Assessore Gallo, dopo “Cresci Piemonte” quali sono i prossimi obiettivi della Regione?
«Con Cresci Piemonte abbiamo lavorato per rendere la macchina amministrativa più efficiente e vicina ai territori. Ora vogliamo compiere un passo decisivo: portare in Consiglio regionale nel 2026 la riforma della legge urbanistica 56 del 1977. È una norma storica, ma oggi servono strumenti aggiornati, più snelli e capaci di rispondere alle nuove esigenze di sviluppo».
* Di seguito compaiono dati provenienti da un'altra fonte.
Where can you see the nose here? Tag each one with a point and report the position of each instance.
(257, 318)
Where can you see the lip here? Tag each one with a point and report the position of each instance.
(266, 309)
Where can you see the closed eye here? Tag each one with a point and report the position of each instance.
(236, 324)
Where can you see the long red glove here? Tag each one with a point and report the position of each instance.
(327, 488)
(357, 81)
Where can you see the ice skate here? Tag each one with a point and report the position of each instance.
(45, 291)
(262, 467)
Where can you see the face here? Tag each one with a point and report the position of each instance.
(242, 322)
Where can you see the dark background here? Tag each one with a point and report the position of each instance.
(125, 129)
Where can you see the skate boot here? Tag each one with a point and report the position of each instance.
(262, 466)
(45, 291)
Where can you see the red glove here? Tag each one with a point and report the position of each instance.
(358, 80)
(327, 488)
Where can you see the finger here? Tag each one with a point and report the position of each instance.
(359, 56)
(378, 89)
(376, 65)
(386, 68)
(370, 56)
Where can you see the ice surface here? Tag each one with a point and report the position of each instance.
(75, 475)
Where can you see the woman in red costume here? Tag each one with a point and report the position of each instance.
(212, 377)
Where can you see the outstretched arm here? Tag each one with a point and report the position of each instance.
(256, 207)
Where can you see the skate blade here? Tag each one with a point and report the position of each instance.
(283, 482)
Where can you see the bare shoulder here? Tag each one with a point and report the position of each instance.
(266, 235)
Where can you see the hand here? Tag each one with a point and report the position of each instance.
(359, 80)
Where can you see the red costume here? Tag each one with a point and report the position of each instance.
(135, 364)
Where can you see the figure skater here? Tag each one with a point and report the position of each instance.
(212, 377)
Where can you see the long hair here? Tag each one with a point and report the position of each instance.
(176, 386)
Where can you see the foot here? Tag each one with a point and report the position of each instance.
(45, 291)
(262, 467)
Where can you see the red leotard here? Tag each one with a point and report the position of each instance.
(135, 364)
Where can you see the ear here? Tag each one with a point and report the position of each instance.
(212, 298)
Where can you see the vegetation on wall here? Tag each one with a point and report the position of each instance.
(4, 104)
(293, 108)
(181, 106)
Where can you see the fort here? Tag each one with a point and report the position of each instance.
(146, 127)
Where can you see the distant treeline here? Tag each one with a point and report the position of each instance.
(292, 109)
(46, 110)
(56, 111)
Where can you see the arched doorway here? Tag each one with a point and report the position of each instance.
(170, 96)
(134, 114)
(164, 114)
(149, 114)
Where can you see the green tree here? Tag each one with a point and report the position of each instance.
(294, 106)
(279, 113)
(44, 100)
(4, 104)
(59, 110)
Quali saranno i principi cardine della riforma urbanistica?
«Il nuovo strumento di pianificazione ruoterà attorno a quattro pilastri: sostenibilità, semplificazione, rigenerazione urbana e sviluppo economico. Con un’attenzione particolare alla limitazione del consumo di suolo. Dobbiamo superare una logica espansiva e puntare sul recupero dell’esistente, sulla riqualificazione delle aree dismesse e su procedure più rapide per cittadini e imprese. La pianificazione non deve essere un ostacolo, ma un motore di crescita responsabile».
Sviluppo e tutela del territorio possono convivere?
«Assolutamente sì. La sfida è proprio questa: coniugare attrattività economica e rispetto dell’ambiente. Rigenerare significa valorizzare il patrimonio esistente, ridurre l’impatto ambientale e creare nuove opportunità occupazionali. È un cambio di paradigma che guarda al futuro del Piemonte».
Montagna protagonista anche nel 2026: quali sono le priorità?
«Continueremo a lavorare per migliorare la qualità della vita nelle terre alte. Completeremo il piano per la riduzione del Digital Divide, con un potenziamento della copertura del segnale mobile nelle aree montane. Oggi la connettività è un diritto e una condizione essenziale per vivere e lavorare in montagna».
In cosa consiste il pacchetto “Vivere e Lavorare in Montagna”?
«È un insieme di azioni concrete per favorire nuovi residenti e sostenere chi decide di avviare o consolidare un’attività imprenditoriale. Pensiamo in particolare alle botteghe dei servizi, presidio fondamentale per le comunità locali. La montagna non deve essere vista solo come luogo di tradizione, ma come spazio di innovazione e crescita. Vogliamo creare le condizioni per attrarre giovani, professionisti e imprese».
E sul fronte del Sistema Neve?
«Continueremo a investire per rendere le nostre stazioni sciistiche sempre più sicure e competitive. Il Sistema Neve rappresenta un asset strategico per l’economia piemontese. Allo stesso tempo, guarderemo con attenzione alla dismissione dei vecchi impianti non più utilizzati, per garantire sicurezza e sostenibilità ambientale».
Qual è la visione complessiva per il Piemonte del 2026?
«Un Piemonte che cresce in modo equilibrato, che valorizza i territori senza consumarli, che investe sulla montagna e sulle sue comunità. La riforma urbanistica, il sostegno alle terre alte e il rafforzamento del Sistema Neve fanno parte di una strategia unica: rendere il nostro territorio più moderno, competitivo e coeso».
Il 2026 si preannuncia dunque come un anno decisivo per la pianificazione urbanistica in Piemonte, con una riforma attesa da decenni e una strategia che punta a coniugare sviluppo economico, sostenibilità e rilancio della montagna.